The new infrastructure must foster both recreation and commuting. Bike lanes through parks and ravines are great but cycling has to be more than something we do on summer weekends. If we’re going to address the climate emergency, we need to make non-motorized travel central to our lives year-round. That means building connected bike lanes that let us reach the places we currently access by car — including work, transit stations, schools and stores.

As well, we need to build the infrastructure with equity and accessibility in mind. People of all ages and abilities, regardless of their background and income, need to feel comfortable using it. Bike lanes have to serve folks who are just learning to ride as well as those who’ve been riding for years. The lanes and expanded sidewalks need to go in all neighbourhoods, not just wealthy ones.

In the first year of the strategy, we urge Ottawa to prioritize smaller communities. Many of Canada’s big urban areas — like Vancouver, Toronto and Montreal — already have bike lanes and walkable neighbourhoods; the immediate focus should be towns and cities that currently lack the capacity to develop these amenities. We suggest that, in year one, the new fund offer them a total of $20 million. The money could be used specifically for planning and design, helping city staff to clarify what their cycle tracks, paths or hiking trails would look like, where they would be located and how they would be constructed. Because of budget constraints, many small centres have never done this; seed money from the feds would help them build active transportation infrastructure for the first time.

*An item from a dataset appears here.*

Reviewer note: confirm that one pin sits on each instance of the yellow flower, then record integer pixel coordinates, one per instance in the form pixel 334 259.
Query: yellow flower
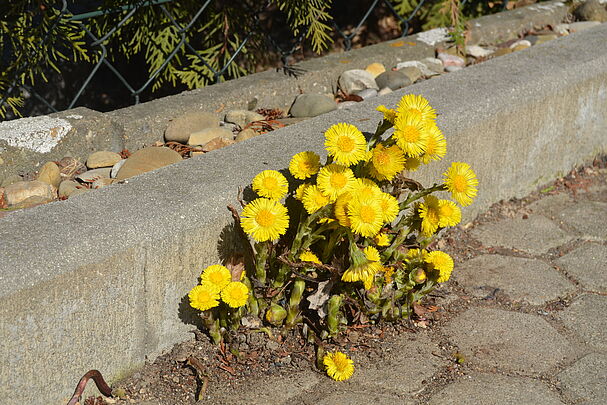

Canada should be a country where public transit, walking, cycling or rolling — not private automobiles — are the default modes of travel. But this requires that we design streets and trails, from their conception, as places where active transport is safe, convenient and comfortable. The active transportation strategy’s overarching objective should be to get people out of cars by making self-propelled movement the more attractive option.

Gideon Forman is a transportation policy analyst at the David Suzuki Foundation. Anika Riopel is Welcoming Wheels co-ordinator at Halifax’s Ecology Action Centre. Brian Pincott is executive director of Velo Canada Bikes.